Yesterday I wasn't sure whether I could find enough reliable information about the Transylvanian-Hungarian author Albert Wass to write a post about him, but I managed. Wass has lately become one of the favorite authors of Transylvanian Hungarians as well as the radical right in Hungary proper. I was astonished to discover that in Transylvania Albert Wass is the second most popular writer after the nineteenth-century romantic novelist Mór Jókai. His books, believe it or not, are more popular than the Bible!
Count Albert Wass of Czege traced his family's origins to the earliest Hungarian history, all the way to the Árpád period.
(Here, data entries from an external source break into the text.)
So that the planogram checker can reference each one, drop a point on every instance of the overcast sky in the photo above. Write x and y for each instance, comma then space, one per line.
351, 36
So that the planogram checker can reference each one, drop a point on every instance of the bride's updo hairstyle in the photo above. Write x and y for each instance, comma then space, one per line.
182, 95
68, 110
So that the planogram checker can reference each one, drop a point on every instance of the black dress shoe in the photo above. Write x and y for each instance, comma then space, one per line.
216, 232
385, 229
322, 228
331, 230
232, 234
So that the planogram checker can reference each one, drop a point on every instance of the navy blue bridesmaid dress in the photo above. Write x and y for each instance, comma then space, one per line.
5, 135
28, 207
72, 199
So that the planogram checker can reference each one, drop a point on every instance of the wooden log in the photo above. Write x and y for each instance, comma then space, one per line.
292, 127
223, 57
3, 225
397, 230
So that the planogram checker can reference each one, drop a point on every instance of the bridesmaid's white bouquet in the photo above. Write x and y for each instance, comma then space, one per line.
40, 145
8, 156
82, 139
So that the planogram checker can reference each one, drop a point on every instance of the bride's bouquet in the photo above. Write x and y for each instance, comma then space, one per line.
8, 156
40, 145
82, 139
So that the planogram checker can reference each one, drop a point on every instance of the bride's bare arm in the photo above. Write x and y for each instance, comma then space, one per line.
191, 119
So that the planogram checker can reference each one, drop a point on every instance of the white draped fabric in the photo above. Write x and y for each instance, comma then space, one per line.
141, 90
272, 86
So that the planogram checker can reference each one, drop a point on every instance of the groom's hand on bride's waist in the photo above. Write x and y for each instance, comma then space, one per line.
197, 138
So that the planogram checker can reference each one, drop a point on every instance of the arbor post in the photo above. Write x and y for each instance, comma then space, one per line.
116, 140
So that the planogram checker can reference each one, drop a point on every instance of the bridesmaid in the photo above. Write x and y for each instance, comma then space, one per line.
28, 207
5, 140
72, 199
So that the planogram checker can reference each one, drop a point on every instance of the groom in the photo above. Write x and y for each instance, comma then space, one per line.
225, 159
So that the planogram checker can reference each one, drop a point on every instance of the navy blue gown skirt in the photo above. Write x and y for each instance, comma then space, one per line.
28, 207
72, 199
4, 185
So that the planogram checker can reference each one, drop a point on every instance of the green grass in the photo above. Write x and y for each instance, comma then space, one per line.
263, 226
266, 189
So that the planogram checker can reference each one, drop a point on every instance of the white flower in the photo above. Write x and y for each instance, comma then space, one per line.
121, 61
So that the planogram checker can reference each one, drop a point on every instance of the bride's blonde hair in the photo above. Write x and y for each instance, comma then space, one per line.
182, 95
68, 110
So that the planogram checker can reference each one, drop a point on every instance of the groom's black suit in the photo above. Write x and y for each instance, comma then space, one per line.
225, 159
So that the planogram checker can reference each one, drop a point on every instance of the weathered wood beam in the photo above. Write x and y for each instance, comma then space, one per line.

One must, of course, take these genealogical claims with a grain of salt, but we do know that the family was ennobled in 1744. Wass himself was born in 1908 in Válaszút, Hungary (now Rascruci, Cluj County, Romania) and died in 1998 in Astor, Florida.
Very few people study his works. Those who do claim that the reluctance on the part of Hungarian literary historians to take him seriously reflects their embarrassment that this man's work is so popular in Transylvania and Hungary. The literary historians who gloss over him know that he was an epigon, a racist, a Hungarian chauvinist, and an anti-semite. Perhaps they don't want to be faced with the question: and then why is he so popular?
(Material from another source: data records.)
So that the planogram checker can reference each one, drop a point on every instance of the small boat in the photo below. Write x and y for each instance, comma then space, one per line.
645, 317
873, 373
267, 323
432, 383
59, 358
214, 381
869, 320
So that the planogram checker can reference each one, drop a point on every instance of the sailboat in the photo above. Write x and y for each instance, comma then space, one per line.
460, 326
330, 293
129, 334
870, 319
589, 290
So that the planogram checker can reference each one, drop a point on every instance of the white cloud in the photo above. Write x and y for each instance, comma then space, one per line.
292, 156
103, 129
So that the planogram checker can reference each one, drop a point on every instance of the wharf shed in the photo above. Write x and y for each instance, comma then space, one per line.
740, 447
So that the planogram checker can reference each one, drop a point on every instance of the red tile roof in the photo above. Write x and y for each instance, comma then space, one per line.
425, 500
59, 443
The sole book devoted to him, written by Vilmos Ágoston and published in Romania in 2007, compares him to Doru Munteanu, a Romanian nationalist who was a favorite in the Ceauşescu era. According to Boróka Parászka, a Romanian-Hungarian writer, one could easily mistake the two writers: one just has to change Romanian to Hungarian and vice versa. In Wass's works the Romanians are the thieves who should all be hanged while in Munteanu's work the Hungarians should go to the gallows. A short analysis by Éva Cs. Gyimesi, a literary critic in Cluj (Kolozsvár), appeared in the Transylvanian publication Új Magyar Szó. She calls Wass's ideas and works "immoral, tasteless, and esthetically unclassifiable." What can one think of a man who wrote these lines in November 1940: "Love thy people, thy nation, more than thyself, and beside it there should be no other God for thee…. And if thy forget the laws of the nation, devastation and pestilence will fall on thee." According to Gyimesi, the Hungarian right's hate speech finds ample vocabulary in Wass's works.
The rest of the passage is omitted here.